What Is “Probable Cause” For CPS to Take Your Child?

In Juvenile Dependency Court in California, they do not use the term, “probable cause”. Governed by the Welfare & Institutions Codes, these laws are on puppet strings, CPS and their court cohorts pull on whichever one they want to control you with at the time. It is all about “the welfare of the child”, “the child’s best interests”, “safety”, “risk” and “reasonable efforts”.  They use these terms whenever it fits them as they are so flexible and difficult to argue.  Who is going to argue with a social worker who says, “I saw a risk so I removed the child. We offered services to the family but they refused to cooperate. The house was filthy and it appeared that the parent was under the influence of drugs and I smelled alcohol.” So, the Judge, believing the social worker because he is paid to, says, “Well that sounds reasonable. The parent is claiming that there were only a few dishes in the sink and that a bottle of rubbing alcohol was spilled by the dog’s tail as she was cleaning earrings and that she had just woken up from a nap with the baby so it appeared that she was drowsy and she was not on drugs. Let’s make her take a hair follicle test just to be sure. I’ll set the next hearing thirty days from now. We’ll see you back here then.”  The lawyers for the parents make no objections, no motions to dismiss, no demurrers, no arguments (such as “reasonable” or “probable” cause to remove children), just “denials” and “submissions”.

The parent submits to the hair follicle test (because she’s not guilty). CPS fakes it and makes it positive for opiates to justify their actions and to qualify for funding. Then it just goes on and on from there.

That is the way Child Protective Services operates not only in Riverside County but every county in the country.

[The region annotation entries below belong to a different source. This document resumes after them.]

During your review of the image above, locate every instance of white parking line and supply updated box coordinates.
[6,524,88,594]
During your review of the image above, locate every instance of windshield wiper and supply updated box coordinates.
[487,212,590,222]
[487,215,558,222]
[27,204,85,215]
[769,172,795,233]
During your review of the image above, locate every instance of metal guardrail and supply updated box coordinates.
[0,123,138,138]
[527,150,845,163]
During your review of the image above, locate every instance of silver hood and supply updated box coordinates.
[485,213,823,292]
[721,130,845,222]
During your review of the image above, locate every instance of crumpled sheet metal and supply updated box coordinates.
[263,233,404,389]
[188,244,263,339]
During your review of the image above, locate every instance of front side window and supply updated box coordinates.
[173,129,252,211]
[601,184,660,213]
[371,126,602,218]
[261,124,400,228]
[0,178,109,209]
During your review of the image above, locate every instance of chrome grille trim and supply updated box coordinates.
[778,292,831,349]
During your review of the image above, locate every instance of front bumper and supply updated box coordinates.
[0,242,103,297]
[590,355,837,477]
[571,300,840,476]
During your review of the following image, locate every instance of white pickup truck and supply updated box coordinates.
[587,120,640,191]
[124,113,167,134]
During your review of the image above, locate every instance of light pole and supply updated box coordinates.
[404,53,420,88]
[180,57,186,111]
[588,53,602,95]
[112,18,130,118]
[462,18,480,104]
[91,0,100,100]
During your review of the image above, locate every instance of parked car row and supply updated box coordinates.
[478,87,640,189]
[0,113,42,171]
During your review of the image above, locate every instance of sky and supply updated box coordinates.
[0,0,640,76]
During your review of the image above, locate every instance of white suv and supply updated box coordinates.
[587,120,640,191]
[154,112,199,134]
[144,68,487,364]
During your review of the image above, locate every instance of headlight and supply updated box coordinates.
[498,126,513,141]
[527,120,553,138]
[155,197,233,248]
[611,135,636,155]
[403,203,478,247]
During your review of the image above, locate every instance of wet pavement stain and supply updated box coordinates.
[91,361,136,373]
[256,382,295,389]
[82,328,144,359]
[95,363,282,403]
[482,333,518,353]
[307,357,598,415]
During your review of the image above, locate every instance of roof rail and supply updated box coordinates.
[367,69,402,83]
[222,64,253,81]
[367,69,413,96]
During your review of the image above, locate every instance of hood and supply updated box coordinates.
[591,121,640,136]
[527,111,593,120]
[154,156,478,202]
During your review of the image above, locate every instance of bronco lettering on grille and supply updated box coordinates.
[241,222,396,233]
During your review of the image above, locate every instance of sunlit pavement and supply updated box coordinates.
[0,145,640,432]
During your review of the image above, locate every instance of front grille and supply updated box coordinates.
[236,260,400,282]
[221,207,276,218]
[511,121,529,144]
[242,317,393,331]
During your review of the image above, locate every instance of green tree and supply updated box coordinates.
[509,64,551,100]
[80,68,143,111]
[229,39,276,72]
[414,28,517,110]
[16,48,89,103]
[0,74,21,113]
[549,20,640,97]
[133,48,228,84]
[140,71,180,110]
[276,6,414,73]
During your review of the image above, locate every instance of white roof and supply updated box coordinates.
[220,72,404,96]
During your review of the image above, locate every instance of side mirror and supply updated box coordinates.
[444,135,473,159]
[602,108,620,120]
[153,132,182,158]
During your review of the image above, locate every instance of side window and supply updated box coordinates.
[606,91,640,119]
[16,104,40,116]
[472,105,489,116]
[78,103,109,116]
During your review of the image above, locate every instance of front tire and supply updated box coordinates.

Q & A: How To File A Lawsuit Against CPS

Parents can sue CPS for violating their 14th Amendment Rights. Children 18 and older can sue for violating their 4th and 14th Amendment Rights and for denial of familial association. This is called a “1983” Complaint. There is a book you can buy that explains that law and how to file a complaint under that law.

Links :



Click for link:


 Here’s another good reference:


In California, Attorney Shawn McMillan has filed suit against CPS (along with Sondra Sutherland, Donnie Cox, and  Robert Powell) and has generously shared his documents with his Facebook group. You can join the group and have access.  He has also provided lectures and answered questions during a workshop. This workshop was recorded on video. You can also ask questions on the group Facebook page he set up. You can find all of this here:


Here is the link to the Index of his uploaded files:


Q & A: Searching For My Son’s Adopted Last Name?

SOMEONE IS SEARCHING FOR MY SON USING HIS ADOPTED NAME. There are only a few people who could be doing this. Let me save you some time. We have never and would never use our son’s adopted last name on this site or any site. We have not disclosed his new last name to anyone. The only people who are aware of that information, on our end, are those who have seen our RESTRAINING ORDER documents and that would be our immediate family only.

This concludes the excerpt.